Hier, en événement c’était assez calme à part quelques trolls affamés qui déambulaient dans les couloirs affolants les bourgeoises venues s’encanailler au BIFFF, alors j’en ai profité pour appréhender un peu plus ces nouveaux lieux. Après un petit tour au bar pour boire une petite cuvée des trolls, j’étais fin prêt pour aller jeter mon œil du côté maquillage où l’on peut selon son souhait se faire maquiller en zombie ou se faire mettre un petit papillon sur la joue pour les plus coquets.

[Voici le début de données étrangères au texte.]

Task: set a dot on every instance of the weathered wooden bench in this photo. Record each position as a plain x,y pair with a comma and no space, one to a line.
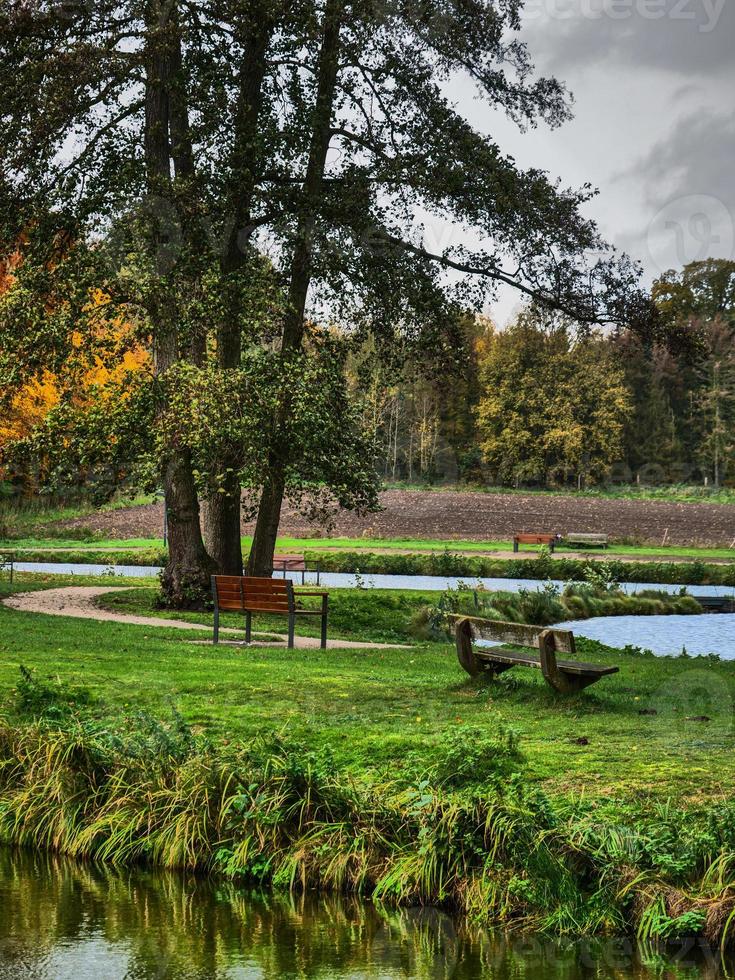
528,537
565,676
297,563
248,595
586,540
7,561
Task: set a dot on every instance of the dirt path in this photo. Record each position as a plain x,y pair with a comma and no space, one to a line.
80,602
476,516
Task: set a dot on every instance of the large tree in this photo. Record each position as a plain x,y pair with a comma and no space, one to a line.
170,142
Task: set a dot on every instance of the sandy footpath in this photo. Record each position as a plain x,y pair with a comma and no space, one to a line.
79,602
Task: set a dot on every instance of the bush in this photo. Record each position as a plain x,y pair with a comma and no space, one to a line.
472,756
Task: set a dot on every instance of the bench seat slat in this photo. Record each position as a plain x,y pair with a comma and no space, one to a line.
505,656
519,634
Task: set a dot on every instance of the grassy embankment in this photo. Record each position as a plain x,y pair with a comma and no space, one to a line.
443,562
384,771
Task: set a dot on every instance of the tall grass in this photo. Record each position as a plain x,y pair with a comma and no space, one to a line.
496,848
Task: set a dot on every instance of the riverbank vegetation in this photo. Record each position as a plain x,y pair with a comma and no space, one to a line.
471,833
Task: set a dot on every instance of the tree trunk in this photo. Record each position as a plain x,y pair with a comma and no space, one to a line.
271,499
185,579
221,528
260,561
221,512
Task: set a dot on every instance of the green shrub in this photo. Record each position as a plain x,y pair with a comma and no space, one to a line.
472,756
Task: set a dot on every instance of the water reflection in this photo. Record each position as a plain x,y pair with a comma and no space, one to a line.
60,919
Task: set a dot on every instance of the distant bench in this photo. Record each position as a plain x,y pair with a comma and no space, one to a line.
565,676
535,537
7,562
586,540
297,563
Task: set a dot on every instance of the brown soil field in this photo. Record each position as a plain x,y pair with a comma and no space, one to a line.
476,516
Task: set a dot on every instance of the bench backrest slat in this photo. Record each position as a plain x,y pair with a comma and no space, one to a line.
517,634
248,593
296,563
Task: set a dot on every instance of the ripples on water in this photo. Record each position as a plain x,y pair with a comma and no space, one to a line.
61,920
664,635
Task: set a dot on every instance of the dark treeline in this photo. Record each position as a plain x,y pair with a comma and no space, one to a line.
542,403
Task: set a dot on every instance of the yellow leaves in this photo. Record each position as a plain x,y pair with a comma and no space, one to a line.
28,409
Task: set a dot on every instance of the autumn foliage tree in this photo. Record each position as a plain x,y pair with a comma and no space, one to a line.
170,143
554,403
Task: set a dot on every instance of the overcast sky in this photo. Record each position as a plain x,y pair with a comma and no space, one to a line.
654,121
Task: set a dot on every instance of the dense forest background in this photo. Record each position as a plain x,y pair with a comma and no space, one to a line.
539,403
544,403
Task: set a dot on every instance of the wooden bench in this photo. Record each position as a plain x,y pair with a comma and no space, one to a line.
565,676
585,540
7,560
534,537
297,563
242,593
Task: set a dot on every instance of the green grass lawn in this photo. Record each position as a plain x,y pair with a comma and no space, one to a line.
385,711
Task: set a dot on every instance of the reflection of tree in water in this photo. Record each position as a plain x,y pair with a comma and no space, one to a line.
165,925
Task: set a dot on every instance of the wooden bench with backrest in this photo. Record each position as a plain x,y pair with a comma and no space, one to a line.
586,540
565,676
297,563
7,560
248,595
535,537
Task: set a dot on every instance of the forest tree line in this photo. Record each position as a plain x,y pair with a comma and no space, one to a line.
545,403
542,402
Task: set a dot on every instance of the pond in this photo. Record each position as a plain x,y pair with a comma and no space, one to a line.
663,635
337,580
62,920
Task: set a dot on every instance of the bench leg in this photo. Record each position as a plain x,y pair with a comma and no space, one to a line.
465,652
558,679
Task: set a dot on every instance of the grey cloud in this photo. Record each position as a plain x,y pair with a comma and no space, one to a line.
686,181
693,38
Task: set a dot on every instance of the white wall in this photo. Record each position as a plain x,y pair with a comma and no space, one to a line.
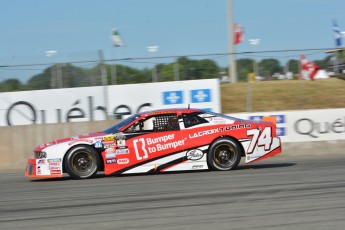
99,103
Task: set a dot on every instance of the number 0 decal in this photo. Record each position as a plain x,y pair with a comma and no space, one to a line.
260,139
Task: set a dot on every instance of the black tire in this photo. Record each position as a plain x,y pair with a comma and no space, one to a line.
82,162
224,154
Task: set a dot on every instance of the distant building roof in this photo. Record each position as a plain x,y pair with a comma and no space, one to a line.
334,50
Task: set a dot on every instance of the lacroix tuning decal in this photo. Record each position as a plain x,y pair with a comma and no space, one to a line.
217,130
144,146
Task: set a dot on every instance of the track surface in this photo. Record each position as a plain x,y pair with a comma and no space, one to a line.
279,193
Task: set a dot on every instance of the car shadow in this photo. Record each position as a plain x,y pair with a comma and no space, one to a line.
240,167
264,166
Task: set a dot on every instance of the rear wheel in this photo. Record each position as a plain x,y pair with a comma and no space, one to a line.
82,162
224,154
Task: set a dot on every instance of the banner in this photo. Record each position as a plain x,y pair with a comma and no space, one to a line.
105,102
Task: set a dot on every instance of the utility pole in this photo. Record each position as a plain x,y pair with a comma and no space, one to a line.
232,63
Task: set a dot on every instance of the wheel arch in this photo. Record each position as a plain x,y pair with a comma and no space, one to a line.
101,166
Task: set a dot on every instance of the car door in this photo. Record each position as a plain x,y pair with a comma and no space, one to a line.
153,141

Cela avant de me rendre au Comics land, un peu isolé cette année, mais qui recèle toujours pas mal de BD et de livres sympathiques, du Marvel en veux-tu en voilà, du Clive Barker pour l’ambiance cuir moustache ou encore les game of thrones pour les médiévaux. Tout ceci au milieu de plein d’autres ouvrages qu’il faut venir découvrir.

Et au programme, en plus de l’immense Blancanieves, il y avait Cult, Spider 3D et Found.

Cult posterCult de Koji Shiraishi.

Depuis pas mal d’années maintenant les ghost movies, qu’ils soient asiatiques ou occidentaux, ou encore les films d’exorcisme, pullulent sur nos écrans et le gros inconvénientsquand on tente de profiter d’un effet de mode c’est qu’on a tendance à copier le modèle sans jamais le transcender.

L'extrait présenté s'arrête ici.